Tuesday, December 9, 2014

Ontario pension plan? No thanks Wynne

As if the CPP wasn't bad enough, Wynne and her merry gang of mensheviks have decided to inflict a more localized ponzi scheme on the unsuspecting fools in Ontario. It's really hubris for anyone to think that they know how other people should be spending their money.  It's important to understand that the value scales, the wants and needs of every person in society differ.  Some have a high time preference, which is to say they value the immediate more than the future, whereas some people are savers, even saving beyond their lifetime to ensure that their children are taken care of.  It really isn't the purview of the discipline of economics to comment on whether someone should save or consume.  That's up to some other field of scientific knowledge.  Economics can tell us if our given means are suitable to accomplish a given ends but has nothing to say about the goal in question.  What if this person who the new pension plan forces to save has a terminal illness?  Or is buried in credit card debt?  Or just generally buried in expenses and needs to buy clothing, food or whatever for themselves and their families?  Of course saving is a healthy, even vital part of the market economy but that doesn't mean that people should be forced to do it.  All interactions in life should be voluntary.  It is wrong to force someone to save some aspect of their income they would want to consume and it is hubris to imagine that we know better than someone else how they should live their life.

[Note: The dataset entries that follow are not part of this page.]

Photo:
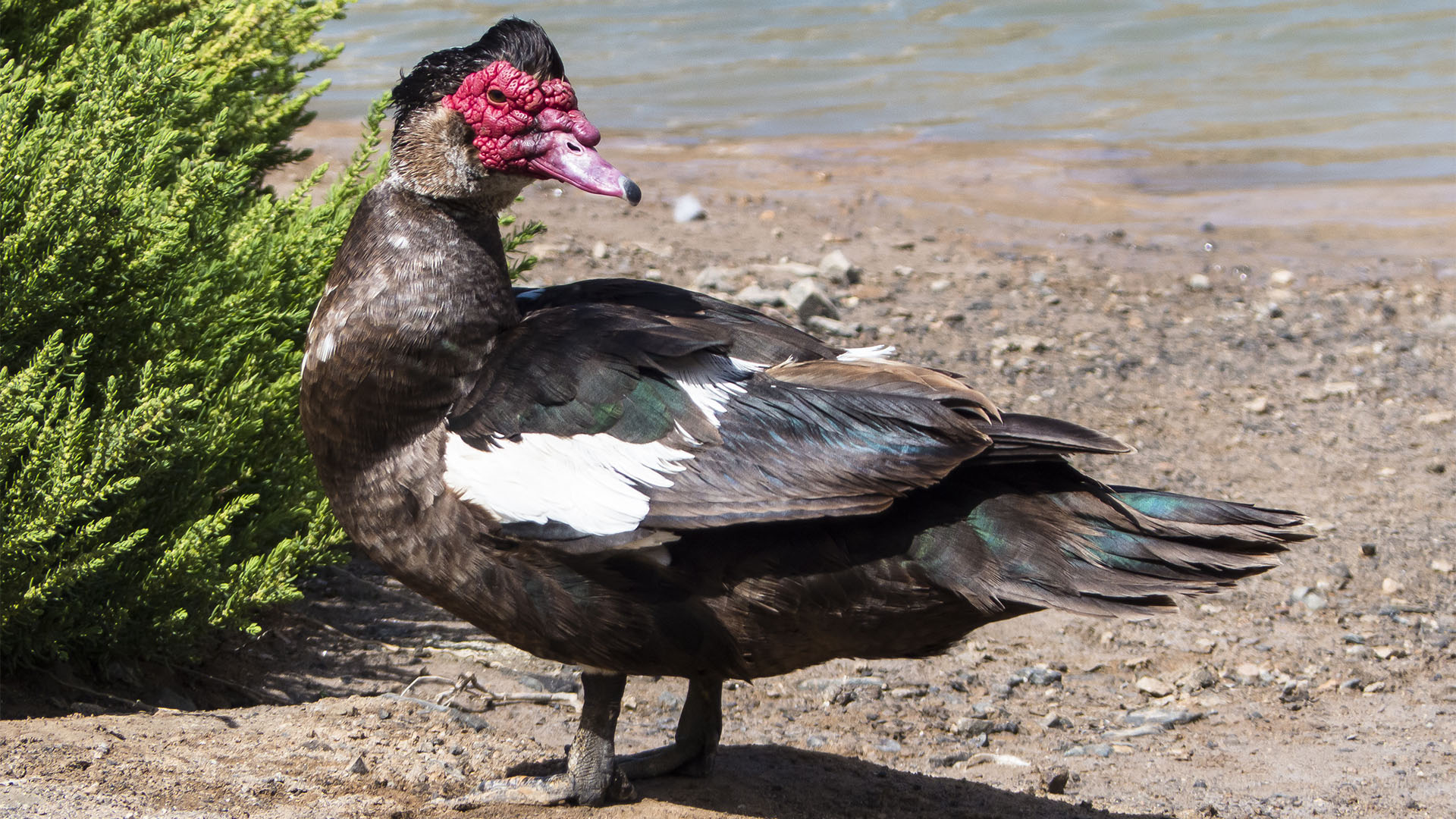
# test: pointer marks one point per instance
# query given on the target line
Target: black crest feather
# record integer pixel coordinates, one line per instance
(520, 42)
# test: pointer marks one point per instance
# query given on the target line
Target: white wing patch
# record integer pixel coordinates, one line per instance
(588, 483)
(712, 381)
(877, 353)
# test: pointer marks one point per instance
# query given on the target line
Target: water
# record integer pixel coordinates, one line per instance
(1166, 96)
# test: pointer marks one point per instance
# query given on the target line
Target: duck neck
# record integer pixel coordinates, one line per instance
(416, 297)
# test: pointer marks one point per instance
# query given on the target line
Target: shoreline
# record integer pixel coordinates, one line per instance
(1022, 194)
(1296, 368)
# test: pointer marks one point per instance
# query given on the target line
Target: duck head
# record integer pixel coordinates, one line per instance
(485, 120)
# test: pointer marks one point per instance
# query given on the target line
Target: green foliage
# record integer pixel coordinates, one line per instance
(520, 235)
(153, 482)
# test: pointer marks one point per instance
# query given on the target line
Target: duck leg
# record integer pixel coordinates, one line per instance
(592, 773)
(695, 742)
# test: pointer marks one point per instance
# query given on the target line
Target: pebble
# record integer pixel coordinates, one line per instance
(836, 267)
(889, 745)
(686, 209)
(1147, 729)
(783, 268)
(1199, 678)
(998, 760)
(832, 327)
(1153, 687)
(1294, 691)
(758, 297)
(1248, 673)
(971, 726)
(715, 278)
(1163, 716)
(1055, 720)
(808, 300)
(1037, 675)
(1056, 780)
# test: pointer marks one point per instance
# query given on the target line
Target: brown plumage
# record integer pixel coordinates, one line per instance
(635, 479)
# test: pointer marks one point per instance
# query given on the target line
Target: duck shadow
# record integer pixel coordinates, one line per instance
(774, 781)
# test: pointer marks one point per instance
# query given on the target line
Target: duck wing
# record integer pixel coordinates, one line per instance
(603, 420)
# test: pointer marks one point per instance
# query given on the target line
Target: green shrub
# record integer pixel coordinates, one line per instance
(153, 482)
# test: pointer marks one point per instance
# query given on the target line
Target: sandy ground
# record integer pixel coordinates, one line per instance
(1292, 347)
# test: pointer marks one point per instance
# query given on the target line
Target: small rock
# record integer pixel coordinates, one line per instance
(836, 267)
(889, 746)
(758, 297)
(998, 760)
(1203, 646)
(783, 268)
(1197, 679)
(1153, 687)
(1056, 780)
(832, 327)
(1055, 720)
(1294, 691)
(714, 278)
(1248, 673)
(1037, 675)
(1147, 729)
(808, 300)
(971, 726)
(686, 209)
(1163, 716)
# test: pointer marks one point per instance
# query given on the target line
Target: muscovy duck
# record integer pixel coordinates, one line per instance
(641, 480)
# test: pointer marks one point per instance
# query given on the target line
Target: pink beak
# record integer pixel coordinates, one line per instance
(561, 156)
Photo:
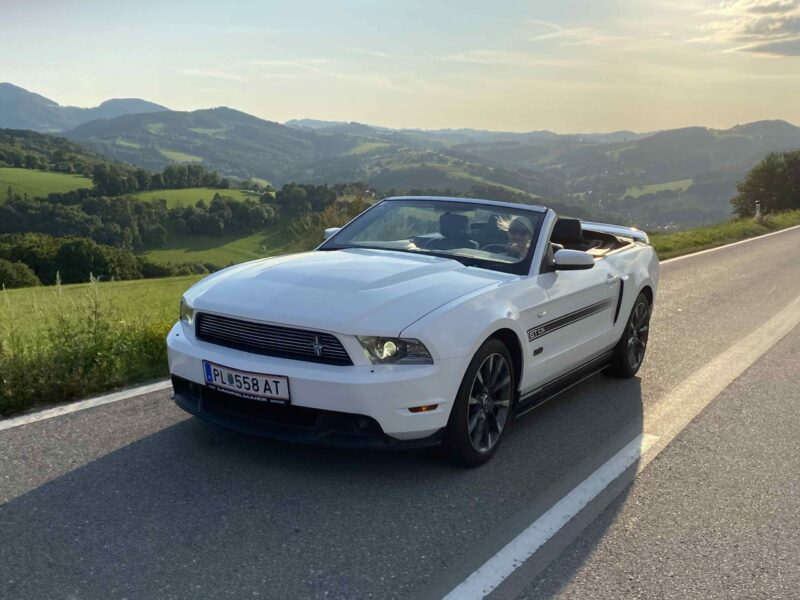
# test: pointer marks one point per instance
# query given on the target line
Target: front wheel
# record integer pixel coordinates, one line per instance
(483, 405)
(629, 351)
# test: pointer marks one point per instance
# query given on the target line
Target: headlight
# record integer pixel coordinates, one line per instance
(395, 350)
(187, 313)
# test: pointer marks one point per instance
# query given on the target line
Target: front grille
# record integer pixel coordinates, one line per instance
(271, 340)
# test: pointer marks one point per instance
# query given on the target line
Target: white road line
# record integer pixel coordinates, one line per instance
(661, 425)
(84, 404)
(521, 548)
(758, 237)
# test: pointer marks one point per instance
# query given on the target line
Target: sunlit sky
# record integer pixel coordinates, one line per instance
(563, 65)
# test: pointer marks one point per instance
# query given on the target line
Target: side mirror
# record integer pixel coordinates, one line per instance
(331, 231)
(573, 260)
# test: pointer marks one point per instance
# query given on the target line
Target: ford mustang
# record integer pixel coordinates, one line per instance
(423, 321)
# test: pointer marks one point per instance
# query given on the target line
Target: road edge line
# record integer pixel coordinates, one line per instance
(715, 248)
(674, 411)
(84, 404)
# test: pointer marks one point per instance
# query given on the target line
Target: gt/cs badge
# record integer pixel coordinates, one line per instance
(536, 332)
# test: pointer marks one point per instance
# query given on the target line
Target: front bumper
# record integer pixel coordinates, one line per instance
(334, 401)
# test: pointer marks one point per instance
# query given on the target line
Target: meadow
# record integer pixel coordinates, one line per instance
(38, 183)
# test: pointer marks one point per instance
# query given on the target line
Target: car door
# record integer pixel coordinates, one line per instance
(576, 323)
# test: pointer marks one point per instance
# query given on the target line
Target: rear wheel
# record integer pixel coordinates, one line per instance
(483, 405)
(629, 351)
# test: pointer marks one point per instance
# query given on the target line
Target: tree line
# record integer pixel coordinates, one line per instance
(774, 184)
(29, 259)
(130, 223)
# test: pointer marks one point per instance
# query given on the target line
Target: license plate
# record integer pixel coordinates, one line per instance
(256, 386)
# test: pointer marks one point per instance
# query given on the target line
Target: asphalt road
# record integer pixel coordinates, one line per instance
(137, 500)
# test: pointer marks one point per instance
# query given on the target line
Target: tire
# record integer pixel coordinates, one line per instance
(629, 351)
(483, 405)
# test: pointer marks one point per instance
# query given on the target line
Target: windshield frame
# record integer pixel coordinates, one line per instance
(521, 267)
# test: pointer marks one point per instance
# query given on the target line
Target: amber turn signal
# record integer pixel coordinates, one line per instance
(425, 408)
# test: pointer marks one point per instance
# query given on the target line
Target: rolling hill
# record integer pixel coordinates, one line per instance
(21, 109)
(665, 179)
(233, 142)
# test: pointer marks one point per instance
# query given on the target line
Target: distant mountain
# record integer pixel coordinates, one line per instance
(21, 109)
(670, 178)
(230, 141)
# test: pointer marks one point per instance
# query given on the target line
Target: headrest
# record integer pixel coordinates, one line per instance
(452, 225)
(568, 230)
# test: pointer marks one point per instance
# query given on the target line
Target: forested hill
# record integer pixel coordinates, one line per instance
(32, 150)
(21, 109)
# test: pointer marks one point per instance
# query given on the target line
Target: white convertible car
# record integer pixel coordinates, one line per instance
(424, 320)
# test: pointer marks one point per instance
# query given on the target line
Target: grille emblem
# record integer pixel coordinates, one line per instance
(317, 347)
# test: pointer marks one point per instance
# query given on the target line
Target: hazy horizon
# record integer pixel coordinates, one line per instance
(512, 66)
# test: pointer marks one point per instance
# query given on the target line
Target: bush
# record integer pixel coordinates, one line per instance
(16, 274)
(86, 348)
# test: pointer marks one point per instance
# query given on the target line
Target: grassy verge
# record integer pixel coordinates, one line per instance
(65, 342)
(669, 245)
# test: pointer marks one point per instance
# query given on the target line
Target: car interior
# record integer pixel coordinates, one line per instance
(457, 232)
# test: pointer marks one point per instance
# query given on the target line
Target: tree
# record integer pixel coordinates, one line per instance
(292, 199)
(16, 274)
(774, 183)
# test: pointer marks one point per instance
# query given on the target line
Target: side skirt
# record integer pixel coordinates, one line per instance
(534, 398)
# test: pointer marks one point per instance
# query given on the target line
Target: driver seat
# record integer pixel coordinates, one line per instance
(455, 233)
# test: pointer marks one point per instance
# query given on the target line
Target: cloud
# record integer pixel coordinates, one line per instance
(211, 74)
(508, 58)
(763, 26)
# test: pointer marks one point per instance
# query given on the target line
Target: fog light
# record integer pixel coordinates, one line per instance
(425, 408)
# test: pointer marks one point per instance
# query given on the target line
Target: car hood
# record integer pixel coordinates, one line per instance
(352, 291)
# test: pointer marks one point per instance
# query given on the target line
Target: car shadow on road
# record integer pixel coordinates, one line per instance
(198, 511)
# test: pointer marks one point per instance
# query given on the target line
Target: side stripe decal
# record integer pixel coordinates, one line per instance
(569, 319)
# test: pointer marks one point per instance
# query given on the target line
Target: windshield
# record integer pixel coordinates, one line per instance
(488, 236)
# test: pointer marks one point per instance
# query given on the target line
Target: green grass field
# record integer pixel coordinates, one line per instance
(669, 245)
(191, 196)
(176, 156)
(39, 183)
(680, 185)
(224, 251)
(142, 300)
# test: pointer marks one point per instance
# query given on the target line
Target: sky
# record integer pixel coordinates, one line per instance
(562, 65)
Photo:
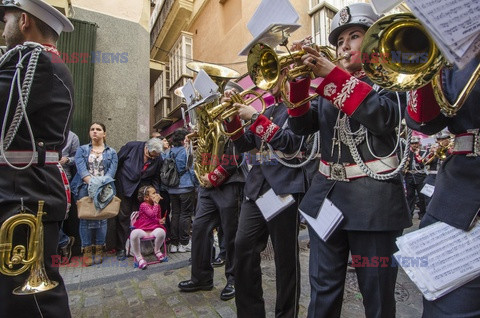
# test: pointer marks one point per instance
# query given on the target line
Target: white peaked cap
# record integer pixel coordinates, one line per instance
(41, 10)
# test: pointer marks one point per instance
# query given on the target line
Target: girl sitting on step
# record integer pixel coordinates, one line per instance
(148, 223)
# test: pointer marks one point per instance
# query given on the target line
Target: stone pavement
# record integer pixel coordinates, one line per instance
(116, 289)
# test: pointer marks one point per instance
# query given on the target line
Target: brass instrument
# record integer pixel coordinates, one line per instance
(209, 135)
(265, 66)
(26, 257)
(441, 153)
(407, 59)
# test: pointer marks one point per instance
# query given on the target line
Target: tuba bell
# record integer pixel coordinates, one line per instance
(26, 257)
(402, 57)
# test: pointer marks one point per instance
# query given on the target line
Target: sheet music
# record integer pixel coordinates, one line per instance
(272, 12)
(204, 84)
(327, 219)
(271, 204)
(383, 6)
(188, 92)
(453, 257)
(454, 26)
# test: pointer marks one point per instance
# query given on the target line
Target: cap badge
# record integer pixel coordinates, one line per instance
(344, 15)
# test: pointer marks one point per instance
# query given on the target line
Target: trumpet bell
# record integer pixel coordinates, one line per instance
(398, 54)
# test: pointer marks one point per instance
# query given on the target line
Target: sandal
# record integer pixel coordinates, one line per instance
(160, 256)
(142, 264)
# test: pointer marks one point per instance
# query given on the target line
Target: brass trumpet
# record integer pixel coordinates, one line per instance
(417, 60)
(28, 257)
(265, 66)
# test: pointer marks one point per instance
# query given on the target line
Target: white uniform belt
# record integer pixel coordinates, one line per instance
(346, 171)
(24, 157)
(467, 144)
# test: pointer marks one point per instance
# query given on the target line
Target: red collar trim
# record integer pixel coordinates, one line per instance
(51, 48)
(359, 74)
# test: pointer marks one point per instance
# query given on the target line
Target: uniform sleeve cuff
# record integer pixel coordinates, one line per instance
(299, 90)
(343, 90)
(218, 176)
(264, 128)
(234, 125)
(422, 105)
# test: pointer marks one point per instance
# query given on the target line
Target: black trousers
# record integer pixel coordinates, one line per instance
(328, 265)
(181, 221)
(215, 206)
(251, 240)
(414, 184)
(31, 185)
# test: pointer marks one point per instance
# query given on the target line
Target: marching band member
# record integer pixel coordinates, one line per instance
(455, 200)
(358, 172)
(433, 161)
(218, 201)
(415, 174)
(253, 229)
(48, 108)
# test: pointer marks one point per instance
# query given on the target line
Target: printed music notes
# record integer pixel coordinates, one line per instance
(451, 257)
(454, 26)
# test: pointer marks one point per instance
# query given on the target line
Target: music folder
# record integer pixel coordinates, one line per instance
(328, 219)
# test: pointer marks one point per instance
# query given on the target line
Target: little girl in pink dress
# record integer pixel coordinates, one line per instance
(148, 223)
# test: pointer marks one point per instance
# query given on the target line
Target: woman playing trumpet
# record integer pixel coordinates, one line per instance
(358, 172)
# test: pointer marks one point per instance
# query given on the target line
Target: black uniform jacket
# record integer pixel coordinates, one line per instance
(49, 109)
(456, 199)
(366, 203)
(228, 169)
(262, 176)
(131, 173)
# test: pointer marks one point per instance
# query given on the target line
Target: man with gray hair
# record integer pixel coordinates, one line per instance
(139, 164)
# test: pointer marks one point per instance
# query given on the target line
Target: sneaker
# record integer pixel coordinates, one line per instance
(142, 264)
(66, 251)
(160, 256)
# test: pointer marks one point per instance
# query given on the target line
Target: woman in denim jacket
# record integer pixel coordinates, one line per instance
(93, 159)
(182, 197)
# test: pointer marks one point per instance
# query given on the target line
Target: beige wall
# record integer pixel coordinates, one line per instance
(220, 31)
(121, 90)
(133, 10)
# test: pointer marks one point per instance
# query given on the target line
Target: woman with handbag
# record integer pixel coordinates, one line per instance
(93, 160)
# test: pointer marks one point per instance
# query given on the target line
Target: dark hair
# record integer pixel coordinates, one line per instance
(178, 137)
(142, 192)
(100, 124)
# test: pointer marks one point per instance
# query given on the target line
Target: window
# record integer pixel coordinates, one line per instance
(321, 23)
(180, 54)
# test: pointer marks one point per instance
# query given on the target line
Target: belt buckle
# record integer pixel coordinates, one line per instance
(338, 172)
(476, 143)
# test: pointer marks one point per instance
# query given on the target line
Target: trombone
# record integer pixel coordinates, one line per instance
(404, 33)
(265, 66)
(30, 256)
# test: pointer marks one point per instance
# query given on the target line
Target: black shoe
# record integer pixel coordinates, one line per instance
(121, 255)
(218, 262)
(191, 286)
(66, 251)
(228, 292)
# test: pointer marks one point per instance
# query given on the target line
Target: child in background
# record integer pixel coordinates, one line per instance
(148, 223)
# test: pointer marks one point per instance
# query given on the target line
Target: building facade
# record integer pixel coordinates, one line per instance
(212, 31)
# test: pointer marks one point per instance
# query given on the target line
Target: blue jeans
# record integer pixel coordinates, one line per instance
(90, 228)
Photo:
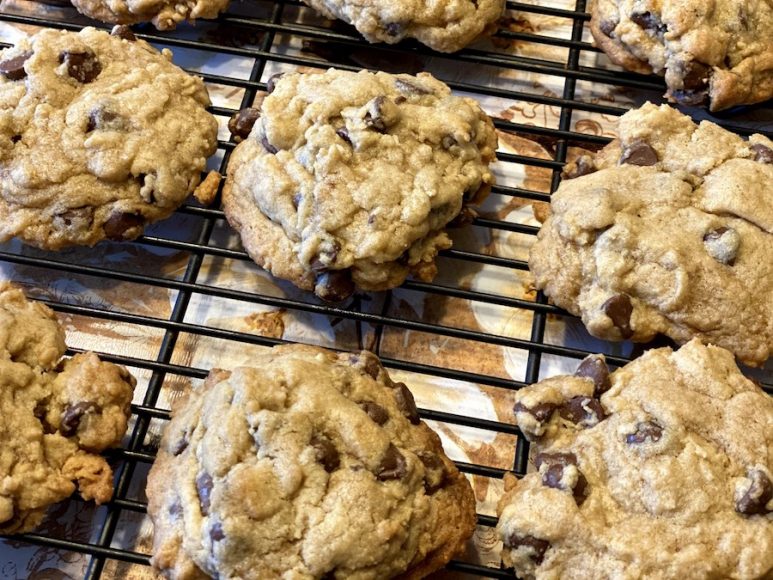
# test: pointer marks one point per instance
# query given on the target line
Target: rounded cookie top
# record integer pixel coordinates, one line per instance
(55, 416)
(164, 14)
(667, 230)
(661, 469)
(99, 134)
(444, 26)
(307, 465)
(350, 178)
(718, 53)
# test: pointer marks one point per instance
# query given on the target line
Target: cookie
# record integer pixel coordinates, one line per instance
(100, 134)
(717, 53)
(56, 415)
(310, 464)
(349, 179)
(661, 469)
(669, 229)
(443, 26)
(164, 14)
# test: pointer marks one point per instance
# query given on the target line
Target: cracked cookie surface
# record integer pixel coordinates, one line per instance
(349, 179)
(660, 469)
(328, 472)
(669, 229)
(55, 415)
(164, 14)
(444, 26)
(99, 135)
(718, 53)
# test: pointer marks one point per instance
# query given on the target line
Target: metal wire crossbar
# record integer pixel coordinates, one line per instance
(340, 41)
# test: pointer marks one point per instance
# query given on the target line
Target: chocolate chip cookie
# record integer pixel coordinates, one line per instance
(99, 135)
(669, 230)
(349, 179)
(310, 464)
(661, 469)
(56, 415)
(444, 26)
(717, 53)
(164, 14)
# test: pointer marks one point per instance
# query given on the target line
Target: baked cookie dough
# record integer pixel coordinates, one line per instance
(446, 26)
(349, 179)
(56, 415)
(310, 464)
(717, 53)
(164, 14)
(661, 469)
(669, 229)
(99, 135)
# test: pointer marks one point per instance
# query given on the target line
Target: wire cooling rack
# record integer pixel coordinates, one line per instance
(334, 46)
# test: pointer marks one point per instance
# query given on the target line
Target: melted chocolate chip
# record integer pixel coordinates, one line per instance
(119, 224)
(393, 465)
(762, 154)
(583, 411)
(595, 368)
(73, 414)
(124, 32)
(13, 68)
(241, 123)
(553, 476)
(644, 431)
(204, 486)
(326, 453)
(639, 153)
(84, 67)
(534, 546)
(406, 403)
(375, 412)
(334, 285)
(754, 501)
(619, 308)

Isn't it ironic that a government which is almost 300 billion in debt is telling, nay forcing, the rest of us to save more?  Physician heal thyself.  Perhaps it's true and the money will be handled by a new arms length agency - three cheers for a further extension of government bureaucracy - but more likely the funds raised by the new payroll tax will be raided and replaced by a bunch of worthless IOUs.  Will people of my generation ever actually see the money they are forced to contribute?  It seems doubtful.  And won't this, like the CPP,

It's entirely possible that there is a 'crisis of under saving' occurring in Ontario or in Canada in general but if this is true then the way to address it is through alleviating the burden of confiscatory tax rates and putting an end to the inflation that has plagued our nation for so long, not through the creation of a new government bureaucracy.